Kununurra to Halls Creek | Kimberley Trip Part One
Jess Anderson, Regional Arts Development Manager and I head to the far-north of Western Australia on Sunday 12 June for nine days of community visits, organisation catch-ups, and funding forums throughout the Kimberley, which incidentally is approximately the same size as Victoria. As with all our forays to the regions, we’re floored with the breadth and depth of people’s fervour and energy when it comes to arts and culture and their community. It’s not easy, and it’s beyond impressive the achievements and successes we see and hear during our time up north.
We land in Kununurra on a blinding bright and hot afternoon having left the early winter briskness of Perth. Monday morning first up we speak with Jo Roach, Festival Coordinator for the Kimberley Writers Festival, which showcases all things written and spoken. Then we meet with Carolyn Gasmier, President of Kununurra Picture Gardens where she shares her vision, and I’m particularly interested, having been involved with a community volunteer run cinema when I worked with Arts Margaret River.
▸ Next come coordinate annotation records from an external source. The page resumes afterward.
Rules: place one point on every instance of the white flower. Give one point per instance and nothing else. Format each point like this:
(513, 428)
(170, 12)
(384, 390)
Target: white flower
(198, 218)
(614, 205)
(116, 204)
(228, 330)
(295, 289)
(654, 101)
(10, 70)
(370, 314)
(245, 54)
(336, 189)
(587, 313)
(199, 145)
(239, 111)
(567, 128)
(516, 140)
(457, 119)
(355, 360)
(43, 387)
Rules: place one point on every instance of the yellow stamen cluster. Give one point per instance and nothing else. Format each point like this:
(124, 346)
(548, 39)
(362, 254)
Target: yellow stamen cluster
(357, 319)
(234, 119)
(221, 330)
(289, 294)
Late morning we hold a funding forum at Waringarri Aboriginal Arts, outlining funding programs and hearing of local projects and ideas. Manager, Cathy Cummins and Chair, Ben Ward generously make the Centre available. A small group is in attendance, with representatives from local health, visual arts and Waringarri.
Elders and well-respected artists Alan and Peggy Griffiths are at the centre. Peggy is instructing a number of young people, all working collaboratively on a canvas; Alan, who was a recipient of 2015 Western Australian State Living Treasures Awards, keeps a watchful eye over the proceedings. Phyllis Ningamara sits calmly painting her beautiful circles representing smooth river stones. There is a continual flow of people.
Prior to the forum Cathy shows us the fabulous outcomes of a recent project funded by Country Arts WA Project Fund, workshops in textiles and silver jewellery. The fabrics are simply stunning, and the jewellery impressively unique.
For the second part of the day it’s back into town to speak with Wendy Casey, Coordinator of the Barramundi Dreaming Festival showcasing local Indigenous culture across all art-forms. We also catch up with Alison Vos, Ord Valley Country Women’s Association, who in the past has accessed Country Arts WA’s Share the Risk funding for their annual Family Bush Dance.
A group gathers at the Visitors Center mid-afternoon to be collected for the Waringarri Aboriginal Arts cultural tour conducted by Chris Griffiths and Ted Carlton. As part of the itinerary we visit a number of sites within the township where artwork from local Aboriginal artists is featured, amongst them the Kununurra Courthouse and large-form boab casted sculptures in the Coolibah Residential Estate. The tour culminates at Kelly’s Knob where as the sun sets we are treated to damper and kangaroo, with a background of song and didgeridoo.
An early start the next day, and I’m excited to be seeing those magical Kimberley tones for the first time stretching away to either side of the Great Northern Highway. We’re headed to Halls Creek, with a stop-over at Warmun Art Centre. Unfortunately Warmun is in the midst of sorry business, so we’re unable to meet with Cherie McNeill, the new Manager. We do however spend a wonderful hour or so in the gallery.
Onto Halls Creek along those incredibly long straight narrow single carriage roads. So very different from the duel lane freeway heading south of Perth! Over a cuppa we speak with Matthew Hobson from Shire of Halls Creek; then onto the relatively new Yarliyil Art Centre where Tim Pearn, the interim Manager shows us the gallery, fabulous studio space both indoors and out and spacious storage areas.